Schroeder tracks USDA’s published “branded boxed-beef premium,” which is not as specific as the Urner Barry-reported number but shows a similar pattern (see chart 2). That number compared to the Choice weighted-average grid premium shows, “the two are highly positively correlated.”
“That means, as the wholesale premium for CAB increases, so does the producer’s premium for CAB fed cattle,” he says.
Schroeder estimates 64% of the wholesale premium for branded beef over Choice is passed back to the producer. Of course, he points out, those bonuses vary greatly from one grid to another.
Can that trend continue as beef prices inch higher?

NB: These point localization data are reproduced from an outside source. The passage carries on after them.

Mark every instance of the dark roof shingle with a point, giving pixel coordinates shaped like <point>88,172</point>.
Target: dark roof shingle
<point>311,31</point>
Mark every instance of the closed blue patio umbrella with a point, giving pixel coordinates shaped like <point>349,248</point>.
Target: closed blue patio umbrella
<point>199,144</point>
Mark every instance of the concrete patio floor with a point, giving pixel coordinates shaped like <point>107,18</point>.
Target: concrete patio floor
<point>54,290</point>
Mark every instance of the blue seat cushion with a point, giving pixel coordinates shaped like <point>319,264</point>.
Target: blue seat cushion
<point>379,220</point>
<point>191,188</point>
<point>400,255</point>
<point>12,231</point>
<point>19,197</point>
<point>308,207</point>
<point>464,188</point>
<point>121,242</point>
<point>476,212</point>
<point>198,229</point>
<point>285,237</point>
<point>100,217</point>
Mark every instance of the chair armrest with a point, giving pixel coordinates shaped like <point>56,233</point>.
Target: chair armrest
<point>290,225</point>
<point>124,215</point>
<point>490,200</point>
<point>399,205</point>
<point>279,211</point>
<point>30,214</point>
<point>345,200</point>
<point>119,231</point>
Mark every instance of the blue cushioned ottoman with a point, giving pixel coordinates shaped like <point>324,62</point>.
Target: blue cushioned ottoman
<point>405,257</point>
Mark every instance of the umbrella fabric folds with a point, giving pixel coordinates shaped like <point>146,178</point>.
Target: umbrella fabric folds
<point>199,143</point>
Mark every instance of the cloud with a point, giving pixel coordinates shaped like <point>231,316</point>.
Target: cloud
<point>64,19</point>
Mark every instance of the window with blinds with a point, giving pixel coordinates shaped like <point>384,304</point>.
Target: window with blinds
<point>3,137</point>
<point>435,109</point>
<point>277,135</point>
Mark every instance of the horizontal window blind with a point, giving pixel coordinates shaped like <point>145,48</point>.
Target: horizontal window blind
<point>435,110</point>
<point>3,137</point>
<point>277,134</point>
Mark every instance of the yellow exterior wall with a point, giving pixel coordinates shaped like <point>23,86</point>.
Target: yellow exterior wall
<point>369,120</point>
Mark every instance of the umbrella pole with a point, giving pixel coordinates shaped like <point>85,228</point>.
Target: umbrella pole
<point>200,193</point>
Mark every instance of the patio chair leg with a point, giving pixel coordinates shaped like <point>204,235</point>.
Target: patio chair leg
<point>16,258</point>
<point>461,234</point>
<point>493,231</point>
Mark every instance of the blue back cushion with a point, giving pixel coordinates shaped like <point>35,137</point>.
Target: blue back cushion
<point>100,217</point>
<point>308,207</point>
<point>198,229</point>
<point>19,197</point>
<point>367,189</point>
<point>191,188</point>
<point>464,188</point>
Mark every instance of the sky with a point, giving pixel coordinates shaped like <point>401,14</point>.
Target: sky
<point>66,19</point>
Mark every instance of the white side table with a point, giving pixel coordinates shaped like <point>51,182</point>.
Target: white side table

“Generally higher beef and fed cattle prices tend to result in larger premiums for CAB cattle and beef,” Schroeder says. “If the recent pattern is an indicator of the probable future—and I think it likely is—then higher beef and fed cattle prices will translate into greater premiums for high-quality branded wholesale beef and CAB grid cattle.”
Meat buyers have already implemented creative solutions as a way to deal with higher prices. Kent says many chefs are lowering quantity, not quality.
“If you cut the portion size down by a couple of ounces and have a great starch and great vegetable to go with it, people will have been well fed, and they will leave with the memory of a great meal.” he says.
The fear that high-priced beef leads people to trade down while pinching-pennies is unfounded when the beef is good enough.
“To my knowledge, our beef packers do not have beef backing up in their coolers and warehouses. They are selling every single pound they produce, and so are we,” Kent says. “The customer demand is for higher quality, better marbled young cattle with consistent flavor, juiciness and tenderness.”
That helps explain CAB’s sixth consecutive record sales year in 2012, which Polzer also attributes to an “insurance policy” effect.
“CAB gives them the best chance to make money,” he says, “because of the additional quality assurance, the consistency that the product provides and ultimately the customer retention.”
Numbers at every level prove that marketing high-quality beef, whether on the hoof or on the plate, leads toward more profit.